20. BÖLÜM- SON. b a h a r.🍁

763 86 93
                                    

Herkese merhaba! Keyifle okumanız dileğiyle! Hep sevgiyle kalın!😻
Lütfen vote ve yorumlarınızı esirgemeyiniz. Hep çok özeller, hep... Haydi bakalım⚡️

Okuduğunuz saat?🕯

BÖLÜM ŞARKISI (🖤):
LP- Lost On You🍁

FEKELİ KONAĞI

Ali Rahmet yüzünde gülümsemesi, burnunda sevda kokusu ile hızla konağa ulaşmıştı. Gelişi güzel durup arabasından indiğinde korumlarla selamlaştı ve derin bir nefes çaldı Çukurova'nın sabahından.

Etrafına göz gezdirdiğinde sonbaharın belirtisi olan sarı ve turuncu rengin bin bir tonunu yansıtan yaprakların tüm bahçeyi esir aldığını fark etti, rüzgarda çarpışmalarından meydana gelen melodi kulaklarını tırmaladı. Bazıları ise rüzgara direnemiyor, dallarından koparılıp, yer çekiminin etkisi ile yere doğru yavaşça süzülüyordu. Aslında bu görüntü ilham verici olabilirdi, adama şiir bile yazdırtırdı ama Ali Rahmet tepki vermeden öylece durdu.

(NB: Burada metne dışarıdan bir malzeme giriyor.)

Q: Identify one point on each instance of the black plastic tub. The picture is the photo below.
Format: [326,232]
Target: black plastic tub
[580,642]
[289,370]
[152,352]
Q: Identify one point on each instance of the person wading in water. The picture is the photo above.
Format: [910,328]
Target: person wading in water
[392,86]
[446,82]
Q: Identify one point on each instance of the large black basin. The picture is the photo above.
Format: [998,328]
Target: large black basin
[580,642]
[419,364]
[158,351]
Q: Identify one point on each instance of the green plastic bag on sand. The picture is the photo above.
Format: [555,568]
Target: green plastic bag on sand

Derler ki hayat, sonbahardaki çıtırdayan yapraklardan sonra yeniden başlar. Gerçekten değişen bir şey olacak mıydı bu hayat denilen dipsiz imtihanında?
Elini saçına daldırıp tıpkı zihni gibi karışık olduğunu fark ettiğinde, yatıştırmaya çalıştı. O sırada konağın kapısı açıldı ve Yılmaz yüzündeki sırıtışla, birer ikişer merdivenleri yok edip babasına ulaştı.

"Günaydın, baba!" dedi kuşlar gibi neşe saçarak. Bu Ali Rahmet'i ancak mutlu ederdi.

Elini saçından çekip pantolonunun cebine sokuşturduğunda, aynı içtenlikle cevap verdi:

"Günaydın, evlat! Geç kalmadım değil mi?"

"Yok, yok. Müjgan'lar geleli çok olmadı zaten, bende seni soracaktım Çetine. Nazire abla akşam gelmedi o dedi." Kafası mı karışıktı, heyecanına mı yenik düşüyordu bilmiyordu, lakin sürekli konuşası geliyordu.

Ali Rahmet dudaklarının kıvrılmasını gizlemeden başıyla Yılmaz'ı onayladı. Ona bekletmeden içeri geçmelerini söylecekti ki, bahane üretmesini gerekticek sorularla karşılaştı.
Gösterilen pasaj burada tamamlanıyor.